PEER GYNT.—Dis-moi mon crime.
SOLVEIG.—Tu as fait de ma vie un poème. Bénie soit notre rencontre! Le vrai Peer Gynt qui avait au front un sceau le marquant pour une haute destinée, a vécu dans ma conscience, dans mon espoir, dans mon amour!
Une clarté illumine la figure de Peer Gynt. Il pose sa tête sur les genoux de Solveig qui chante: «Dors, mon ami, je te bercerai, je te veillerai ... dors et rêve!» Solveig chante et le soleil se lève....
«Faire un homme heureux, c'est mériter de l'être», dit Jean-Jacques[5]. Dans Peer Gynt, Ibsen prouve que l'homme, apte à faire jaillir de son coeur dans celui d'un autre être humain les rayons ardents de l'amour, est capable de se relever moralement. L'amour, c'est le soleil qui vivifie; il ennoblit, il régénère. «L'amour possède une force surhumaine qui élève au-dessus de la fange de la vie quotidienne, et le fait briller de toute sa magnificence aux yeux de tous.»[6]
C'est la richesse du coeur qui seule donne du prix aux richesses de toutes nos facultés; même la science n'est vivante et complète que par l'amour. Les hommes ne font rien avec une idée, quand un sentiment ne s'y joint pas. On regrette moins d'avoir eu du coeur que de l'esprit.
L'amour féconde, agrandit et élève toutes les facultés intellectuelles et morales. Par lui le sentiment proprement dit, qui n'est d'abord que le produit d'une sensation, devient affectif, manifeste des préférences, éveille l'activité et agit ainsi sur la volonté avec une puissance de plus en plus grande. Que de crimes seraient évités si nous étions entourés de plus de sympathie, si la solidarité était plus chaude et plus réconfortante! C'est ce manque de fraternité et d'amour qui rend la lutte pour la vie si terrible et si acharnée.
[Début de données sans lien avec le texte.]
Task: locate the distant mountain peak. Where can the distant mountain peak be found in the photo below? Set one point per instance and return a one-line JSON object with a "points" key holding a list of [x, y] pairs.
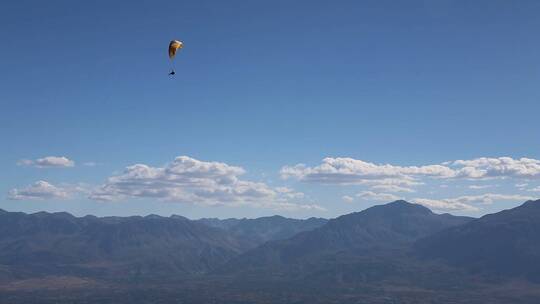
{"points": [[399, 207], [531, 203]]}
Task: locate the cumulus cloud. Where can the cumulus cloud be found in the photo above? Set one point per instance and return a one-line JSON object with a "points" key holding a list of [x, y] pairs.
{"points": [[377, 196], [40, 190], [347, 171], [535, 189], [48, 162], [467, 202], [354, 171], [444, 204], [485, 167], [478, 187], [392, 188], [347, 199], [188, 180]]}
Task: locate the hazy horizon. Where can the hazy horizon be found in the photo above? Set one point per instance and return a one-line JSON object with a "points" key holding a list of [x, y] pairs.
{"points": [[304, 109]]}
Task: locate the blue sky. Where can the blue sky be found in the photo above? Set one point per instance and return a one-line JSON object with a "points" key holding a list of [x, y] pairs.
{"points": [[261, 86]]}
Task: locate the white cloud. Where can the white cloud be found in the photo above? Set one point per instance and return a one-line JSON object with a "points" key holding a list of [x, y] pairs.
{"points": [[392, 188], [522, 186], [347, 199], [478, 187], [485, 167], [48, 162], [375, 196], [535, 189], [444, 204], [347, 171], [466, 202], [352, 171], [187, 180], [40, 190]]}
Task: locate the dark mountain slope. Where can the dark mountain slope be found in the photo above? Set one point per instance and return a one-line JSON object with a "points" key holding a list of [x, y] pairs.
{"points": [[380, 229], [261, 230], [506, 243], [60, 242]]}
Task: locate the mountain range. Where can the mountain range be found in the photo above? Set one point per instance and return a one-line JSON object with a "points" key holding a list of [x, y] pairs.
{"points": [[393, 253]]}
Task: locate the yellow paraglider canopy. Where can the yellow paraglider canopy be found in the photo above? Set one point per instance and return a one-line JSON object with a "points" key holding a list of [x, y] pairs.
{"points": [[174, 46]]}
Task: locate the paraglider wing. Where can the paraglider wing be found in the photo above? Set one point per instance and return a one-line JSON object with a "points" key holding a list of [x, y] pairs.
{"points": [[173, 48]]}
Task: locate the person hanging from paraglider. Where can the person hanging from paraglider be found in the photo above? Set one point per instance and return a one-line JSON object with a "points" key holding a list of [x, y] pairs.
{"points": [[174, 46]]}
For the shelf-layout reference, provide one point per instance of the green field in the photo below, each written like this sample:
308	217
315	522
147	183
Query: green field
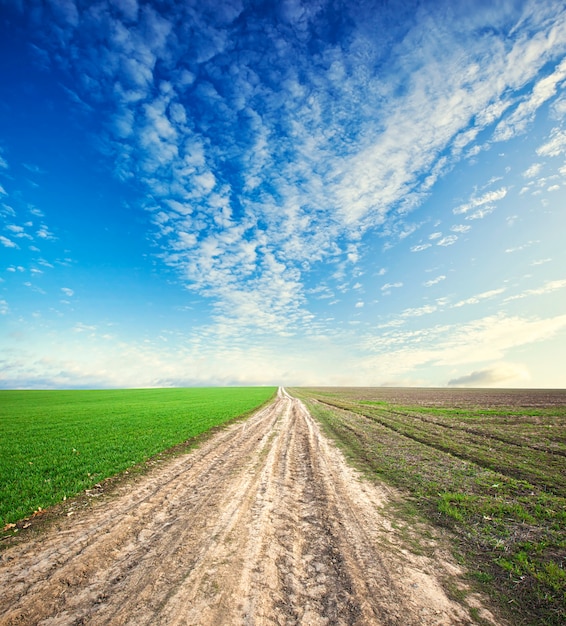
490	466
55	444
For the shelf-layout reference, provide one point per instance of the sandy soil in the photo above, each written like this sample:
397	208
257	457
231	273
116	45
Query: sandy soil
263	524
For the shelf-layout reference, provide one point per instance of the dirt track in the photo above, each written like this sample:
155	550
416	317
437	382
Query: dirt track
263	524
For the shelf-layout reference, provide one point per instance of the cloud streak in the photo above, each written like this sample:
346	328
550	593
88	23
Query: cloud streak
261	159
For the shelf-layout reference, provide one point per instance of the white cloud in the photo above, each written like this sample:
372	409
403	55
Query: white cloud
533	170
434	281
548	287
479	297
487	339
555	146
460	228
487	199
388	286
543	90
7	243
448	240
493	376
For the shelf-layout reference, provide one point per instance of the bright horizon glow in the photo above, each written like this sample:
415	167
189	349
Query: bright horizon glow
293	193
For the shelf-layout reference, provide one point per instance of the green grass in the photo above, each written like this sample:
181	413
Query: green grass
55	444
494	474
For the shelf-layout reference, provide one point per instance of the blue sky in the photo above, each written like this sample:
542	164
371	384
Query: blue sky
337	193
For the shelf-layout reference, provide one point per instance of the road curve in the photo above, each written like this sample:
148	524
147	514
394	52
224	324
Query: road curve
263	524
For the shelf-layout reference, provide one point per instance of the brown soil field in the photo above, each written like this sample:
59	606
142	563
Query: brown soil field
264	523
457	397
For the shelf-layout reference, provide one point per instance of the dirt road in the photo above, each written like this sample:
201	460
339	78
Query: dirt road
263	524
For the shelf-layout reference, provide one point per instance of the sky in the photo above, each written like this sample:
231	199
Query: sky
321	192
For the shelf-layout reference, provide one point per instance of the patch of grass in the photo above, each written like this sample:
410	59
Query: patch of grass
55	444
495	475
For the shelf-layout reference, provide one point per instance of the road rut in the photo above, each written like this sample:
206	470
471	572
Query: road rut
263	524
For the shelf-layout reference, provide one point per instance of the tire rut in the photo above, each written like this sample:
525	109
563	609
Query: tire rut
263	524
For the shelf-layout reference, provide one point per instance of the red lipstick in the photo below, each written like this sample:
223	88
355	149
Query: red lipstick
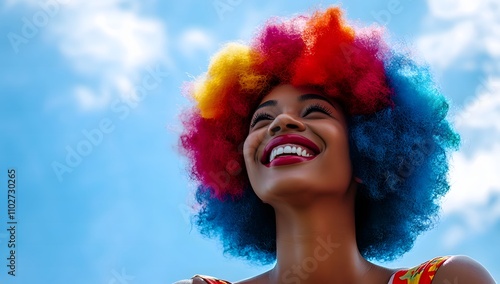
288	159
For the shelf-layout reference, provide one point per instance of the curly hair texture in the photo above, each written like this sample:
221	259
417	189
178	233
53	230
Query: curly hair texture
399	136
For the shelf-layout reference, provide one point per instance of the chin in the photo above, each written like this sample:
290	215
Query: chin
298	187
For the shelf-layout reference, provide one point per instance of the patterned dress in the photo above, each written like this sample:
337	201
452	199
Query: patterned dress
421	274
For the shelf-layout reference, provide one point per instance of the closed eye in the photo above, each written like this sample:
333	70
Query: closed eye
259	117
317	108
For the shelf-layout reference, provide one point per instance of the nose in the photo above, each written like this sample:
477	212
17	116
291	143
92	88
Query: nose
284	122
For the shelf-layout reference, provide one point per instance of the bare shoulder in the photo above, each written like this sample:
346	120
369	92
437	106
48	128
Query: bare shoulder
462	269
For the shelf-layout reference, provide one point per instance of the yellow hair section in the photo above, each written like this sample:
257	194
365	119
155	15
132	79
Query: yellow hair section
228	73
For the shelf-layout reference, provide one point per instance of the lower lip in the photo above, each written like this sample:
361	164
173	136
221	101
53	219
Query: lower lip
288	160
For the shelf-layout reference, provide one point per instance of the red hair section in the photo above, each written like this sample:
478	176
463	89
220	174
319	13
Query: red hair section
320	50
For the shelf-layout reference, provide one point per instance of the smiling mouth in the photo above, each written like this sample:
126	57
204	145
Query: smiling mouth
289	149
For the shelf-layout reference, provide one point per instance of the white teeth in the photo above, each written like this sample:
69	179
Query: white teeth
288	150
304	153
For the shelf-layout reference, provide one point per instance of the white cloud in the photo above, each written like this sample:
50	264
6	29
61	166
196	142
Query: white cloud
458	33
474	173
107	42
195	40
470	28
Sans amour tout changement du régime actuel ne sera qu'une substitution d'une classe à une autre, un changement de noms pour les maux qui demeurent.
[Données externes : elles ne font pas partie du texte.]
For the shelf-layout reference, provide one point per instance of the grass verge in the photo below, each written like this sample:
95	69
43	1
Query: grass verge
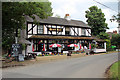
114	73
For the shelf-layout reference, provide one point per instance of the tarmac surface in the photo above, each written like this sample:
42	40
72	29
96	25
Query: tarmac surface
93	66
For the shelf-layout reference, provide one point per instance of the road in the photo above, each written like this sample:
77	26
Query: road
93	66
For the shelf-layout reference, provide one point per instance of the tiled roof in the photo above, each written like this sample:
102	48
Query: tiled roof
58	21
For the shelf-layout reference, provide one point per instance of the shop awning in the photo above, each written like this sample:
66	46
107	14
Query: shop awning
59	37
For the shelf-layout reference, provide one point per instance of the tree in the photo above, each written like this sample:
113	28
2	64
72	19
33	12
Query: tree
13	17
96	19
115	39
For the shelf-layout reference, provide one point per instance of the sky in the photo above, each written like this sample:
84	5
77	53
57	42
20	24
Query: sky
77	8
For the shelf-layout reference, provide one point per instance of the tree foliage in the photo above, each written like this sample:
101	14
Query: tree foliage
96	19
115	39
13	17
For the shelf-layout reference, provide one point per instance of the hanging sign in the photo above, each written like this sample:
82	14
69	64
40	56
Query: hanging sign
55	29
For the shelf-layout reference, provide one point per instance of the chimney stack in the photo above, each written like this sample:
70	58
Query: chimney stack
67	16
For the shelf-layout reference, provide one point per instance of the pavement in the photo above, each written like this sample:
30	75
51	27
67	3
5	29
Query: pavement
93	66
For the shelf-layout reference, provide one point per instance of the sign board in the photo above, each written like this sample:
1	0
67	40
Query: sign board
21	57
16	49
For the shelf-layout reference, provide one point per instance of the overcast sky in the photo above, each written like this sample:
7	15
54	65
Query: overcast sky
77	8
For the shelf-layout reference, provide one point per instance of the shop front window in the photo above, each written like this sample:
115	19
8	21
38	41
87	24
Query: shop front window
67	31
40	29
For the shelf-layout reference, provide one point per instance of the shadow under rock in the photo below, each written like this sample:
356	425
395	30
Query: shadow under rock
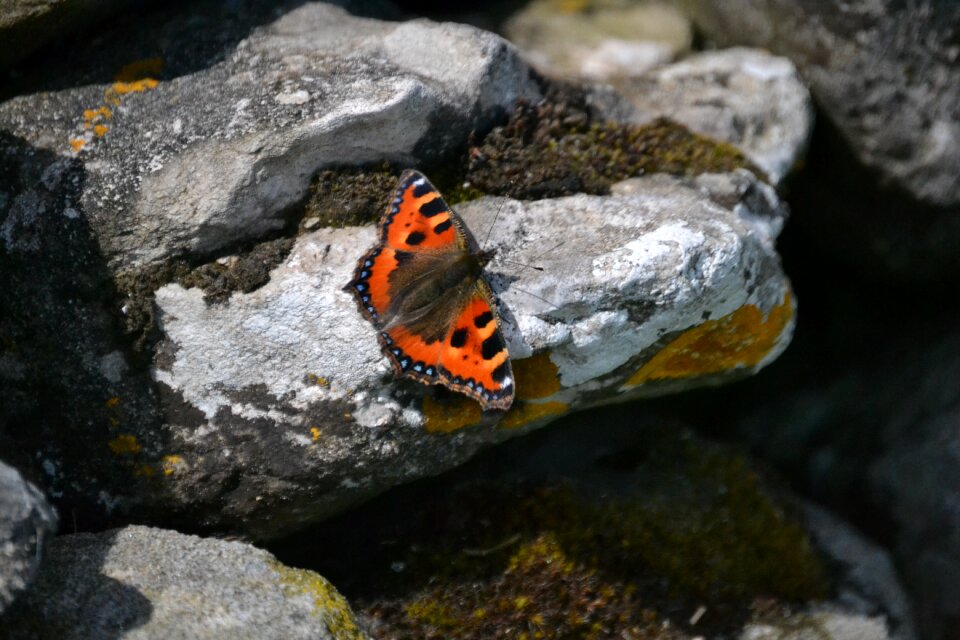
174	38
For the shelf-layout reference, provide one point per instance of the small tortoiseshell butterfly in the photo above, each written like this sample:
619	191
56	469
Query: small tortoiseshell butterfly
422	287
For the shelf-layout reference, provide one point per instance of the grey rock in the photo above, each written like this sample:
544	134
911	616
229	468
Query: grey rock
26	522
885	73
868	583
139	583
749	98
194	163
282	409
823	624
27	25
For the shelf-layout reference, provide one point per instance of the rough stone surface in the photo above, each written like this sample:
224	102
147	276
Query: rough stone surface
188	164
281	407
26	521
139	583
603	41
885	73
867	581
747	97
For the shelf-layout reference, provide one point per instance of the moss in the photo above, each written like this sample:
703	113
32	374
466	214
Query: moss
246	271
332	607
558	148
564	561
350	196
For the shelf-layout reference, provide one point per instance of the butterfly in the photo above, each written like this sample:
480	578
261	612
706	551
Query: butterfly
422	287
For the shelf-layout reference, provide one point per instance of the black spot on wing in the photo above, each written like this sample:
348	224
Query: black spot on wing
492	346
458	338
483	319
421	190
432	208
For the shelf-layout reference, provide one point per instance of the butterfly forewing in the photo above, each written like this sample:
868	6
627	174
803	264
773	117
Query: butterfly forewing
421	286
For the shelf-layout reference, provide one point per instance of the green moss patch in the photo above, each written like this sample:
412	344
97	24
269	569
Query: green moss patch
558	148
692	526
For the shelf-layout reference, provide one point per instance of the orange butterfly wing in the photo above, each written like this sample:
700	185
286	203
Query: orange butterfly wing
462	347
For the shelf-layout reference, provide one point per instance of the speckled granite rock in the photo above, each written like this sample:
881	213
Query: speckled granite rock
885	73
26	522
747	97
315	87
139	583
281	407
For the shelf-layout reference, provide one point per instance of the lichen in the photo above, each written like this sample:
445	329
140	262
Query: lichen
561	560
329	605
124	444
740	339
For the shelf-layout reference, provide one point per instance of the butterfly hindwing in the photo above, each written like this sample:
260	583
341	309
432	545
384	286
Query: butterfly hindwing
452	339
474	359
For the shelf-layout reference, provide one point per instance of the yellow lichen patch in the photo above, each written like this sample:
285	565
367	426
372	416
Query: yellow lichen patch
170	464
330	606
536	377
526	412
124	444
740	339
450	416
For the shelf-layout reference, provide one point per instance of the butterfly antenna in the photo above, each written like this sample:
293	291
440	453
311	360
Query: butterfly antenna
530	293
522	264
490	228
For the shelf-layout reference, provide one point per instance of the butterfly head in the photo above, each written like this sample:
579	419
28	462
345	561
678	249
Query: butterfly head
485	256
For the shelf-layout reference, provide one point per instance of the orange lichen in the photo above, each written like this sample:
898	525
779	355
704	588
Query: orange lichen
536	377
740	339
450	416
124	444
170	463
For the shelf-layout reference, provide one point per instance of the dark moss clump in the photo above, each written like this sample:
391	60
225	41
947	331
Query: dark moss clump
247	271
557	148
350	196
695	527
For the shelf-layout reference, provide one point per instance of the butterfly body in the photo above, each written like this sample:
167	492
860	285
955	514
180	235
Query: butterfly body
423	288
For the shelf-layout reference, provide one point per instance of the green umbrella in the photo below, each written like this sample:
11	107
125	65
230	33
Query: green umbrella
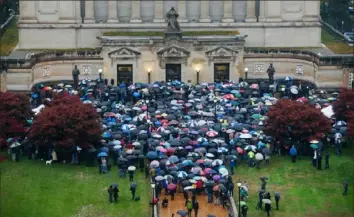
314	146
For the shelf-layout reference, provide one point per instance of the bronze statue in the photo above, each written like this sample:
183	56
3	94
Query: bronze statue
271	72
76	73
172	23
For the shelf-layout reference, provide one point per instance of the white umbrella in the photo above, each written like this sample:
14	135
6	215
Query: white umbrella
131	168
154	164
159	178
259	156
223	171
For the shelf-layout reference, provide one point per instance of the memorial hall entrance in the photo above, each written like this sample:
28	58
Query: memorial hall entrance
173	72
221	72
125	73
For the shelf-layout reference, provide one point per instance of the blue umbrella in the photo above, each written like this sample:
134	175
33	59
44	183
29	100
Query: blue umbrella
151	155
102	154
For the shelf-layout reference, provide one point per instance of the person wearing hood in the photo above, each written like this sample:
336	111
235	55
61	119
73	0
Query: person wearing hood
293	153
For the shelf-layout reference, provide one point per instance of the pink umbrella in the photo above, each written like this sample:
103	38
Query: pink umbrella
163	150
239	150
171	187
212	133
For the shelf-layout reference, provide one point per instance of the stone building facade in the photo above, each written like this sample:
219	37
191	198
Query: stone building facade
76	24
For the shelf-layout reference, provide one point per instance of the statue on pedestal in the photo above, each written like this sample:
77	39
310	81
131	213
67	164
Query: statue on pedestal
271	72
173	29
76	73
172	23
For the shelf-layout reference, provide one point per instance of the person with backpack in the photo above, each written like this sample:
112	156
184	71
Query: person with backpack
277	198
189	207
196	208
115	193
133	189
244	210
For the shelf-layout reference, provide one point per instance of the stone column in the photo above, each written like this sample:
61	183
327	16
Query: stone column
228	12
136	18
159	16
204	12
182	11
89	12
112	12
251	11
262	9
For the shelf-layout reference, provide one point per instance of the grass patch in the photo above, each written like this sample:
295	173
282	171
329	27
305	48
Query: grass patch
305	191
335	43
31	189
161	34
10	39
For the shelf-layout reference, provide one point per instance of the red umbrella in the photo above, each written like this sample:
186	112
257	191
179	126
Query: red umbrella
212	133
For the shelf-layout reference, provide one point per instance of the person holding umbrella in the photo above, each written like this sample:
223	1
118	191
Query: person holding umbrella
277	199
293	154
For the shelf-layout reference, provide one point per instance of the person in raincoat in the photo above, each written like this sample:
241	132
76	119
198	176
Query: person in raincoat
189	207
268	207
327	160
115	193
293	154
110	193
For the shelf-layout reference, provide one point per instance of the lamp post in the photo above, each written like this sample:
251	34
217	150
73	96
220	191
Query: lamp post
153	197
239	198
149	76
100	74
197	71
246	73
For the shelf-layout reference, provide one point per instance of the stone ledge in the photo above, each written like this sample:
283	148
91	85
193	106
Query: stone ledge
163	25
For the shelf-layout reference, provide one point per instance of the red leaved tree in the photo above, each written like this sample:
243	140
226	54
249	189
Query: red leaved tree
296	121
344	104
65	122
350	124
15	109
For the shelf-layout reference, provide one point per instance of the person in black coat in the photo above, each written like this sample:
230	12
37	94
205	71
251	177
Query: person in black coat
277	199
244	210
Le mal de l'humanité ne vient pas de la nature, il vient, il grandit parce que les hommes ne savent plus aimer. Aucun mécanisme ne donnera à l'humanité le bonheur, si elle ne veut pas comprendre qu'il y a ici-bas un moyen capable d'adoucir toutes les misères et toutes les souffrances, et c'est l'Amour. L'être humain à l'instant où bat son coeur, se transfigure et s'illumine comme une aurore.
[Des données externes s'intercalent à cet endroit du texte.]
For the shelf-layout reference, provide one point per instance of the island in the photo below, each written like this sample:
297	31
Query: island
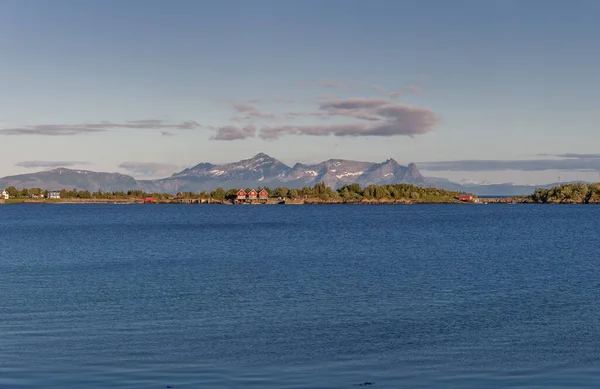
575	193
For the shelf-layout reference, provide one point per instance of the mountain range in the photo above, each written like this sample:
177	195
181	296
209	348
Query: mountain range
259	170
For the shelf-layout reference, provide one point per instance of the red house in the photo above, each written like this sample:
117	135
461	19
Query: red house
241	195
465	197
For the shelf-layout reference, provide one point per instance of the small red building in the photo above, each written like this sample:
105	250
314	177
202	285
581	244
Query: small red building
465	197
241	195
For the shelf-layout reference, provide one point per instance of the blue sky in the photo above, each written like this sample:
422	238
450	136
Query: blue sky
469	90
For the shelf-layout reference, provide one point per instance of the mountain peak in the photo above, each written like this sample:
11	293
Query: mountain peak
261	155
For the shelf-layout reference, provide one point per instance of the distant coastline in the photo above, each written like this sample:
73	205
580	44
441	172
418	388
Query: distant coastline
577	193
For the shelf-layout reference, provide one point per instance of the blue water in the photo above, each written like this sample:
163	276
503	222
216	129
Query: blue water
196	296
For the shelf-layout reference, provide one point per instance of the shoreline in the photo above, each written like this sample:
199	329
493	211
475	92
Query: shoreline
486	201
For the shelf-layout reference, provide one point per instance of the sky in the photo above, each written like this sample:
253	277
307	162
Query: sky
473	91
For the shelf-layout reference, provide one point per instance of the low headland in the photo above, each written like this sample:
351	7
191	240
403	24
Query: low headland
576	193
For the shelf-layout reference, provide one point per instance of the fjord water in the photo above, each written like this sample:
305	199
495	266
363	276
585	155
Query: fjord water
423	296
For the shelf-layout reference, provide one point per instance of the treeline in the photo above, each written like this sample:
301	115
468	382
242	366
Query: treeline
320	190
569	193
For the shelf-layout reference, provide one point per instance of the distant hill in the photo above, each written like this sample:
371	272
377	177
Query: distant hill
72	179
268	171
259	170
507	189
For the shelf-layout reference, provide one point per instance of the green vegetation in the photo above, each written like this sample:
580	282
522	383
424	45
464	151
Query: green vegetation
320	192
577	193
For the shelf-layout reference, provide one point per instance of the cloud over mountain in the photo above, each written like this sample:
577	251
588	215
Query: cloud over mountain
389	119
234	133
50	164
87	128
572	164
148	169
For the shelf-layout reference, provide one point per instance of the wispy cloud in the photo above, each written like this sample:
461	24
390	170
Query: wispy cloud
50	164
353	103
572	164
282	100
572	155
149	169
325	84
414	89
393	120
88	128
251	113
235	133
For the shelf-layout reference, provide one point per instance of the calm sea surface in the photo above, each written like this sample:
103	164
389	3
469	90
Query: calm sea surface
149	296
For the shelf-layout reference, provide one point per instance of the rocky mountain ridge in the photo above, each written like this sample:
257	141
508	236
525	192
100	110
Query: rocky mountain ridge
260	170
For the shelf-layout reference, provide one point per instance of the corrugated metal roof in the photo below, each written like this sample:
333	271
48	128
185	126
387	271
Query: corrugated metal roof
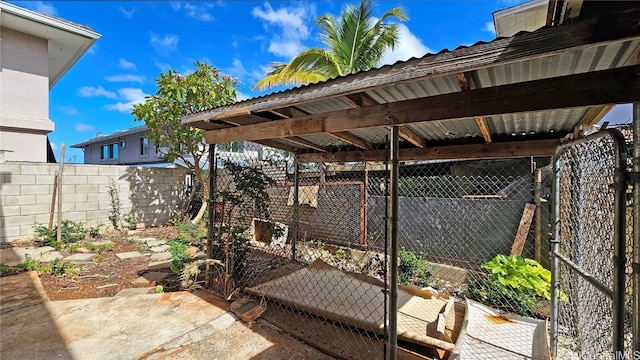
527	56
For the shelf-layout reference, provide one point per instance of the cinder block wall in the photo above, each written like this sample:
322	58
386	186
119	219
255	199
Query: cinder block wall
153	195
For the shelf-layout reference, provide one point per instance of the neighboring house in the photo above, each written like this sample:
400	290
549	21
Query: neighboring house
132	147
36	50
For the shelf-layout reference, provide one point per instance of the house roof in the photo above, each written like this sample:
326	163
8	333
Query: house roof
116	135
67	41
514	96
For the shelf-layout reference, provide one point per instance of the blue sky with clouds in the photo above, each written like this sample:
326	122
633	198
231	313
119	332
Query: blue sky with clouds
142	39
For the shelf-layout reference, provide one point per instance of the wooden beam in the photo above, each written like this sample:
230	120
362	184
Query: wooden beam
620	85
411	136
306	143
484	129
277	145
463	81
352	139
494	150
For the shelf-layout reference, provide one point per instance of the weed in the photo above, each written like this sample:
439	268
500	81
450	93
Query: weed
413	269
114	212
Seul l'amour établit une harmonie entre les individus. Cette harmonie peut être aperçue par l'intelligence, mais elle n'est sentie et réalisée que par le coeur. L'amour est l'intelligence descendue dans les fonds mêmes de l'âme. L'intelligence qui n'arrive point à l'amour, à la volonté, manque de puissance pour le développement de la vérité, elle n'en atteint point la vaste et sublime profondeur. La science, les lois, les institutions les plus sages, sont une lettre morte que l'amour seul peut transformer en parole vivante. C'est que l'intelligence n'est que le reflet du foyer d'amour, et à mesure que le foyer est plus actif, la lumière est plus vive. Des plus intimes profondeurs de l'amour jaillit la lumière de l'intelligence. Le génie, l'héroïsme, la morale, sont dus à l'amour, c'est par amour qu'il peut être compris, c'est par amour qu'il peut être régénéré, car l'amour seul crée l'amour.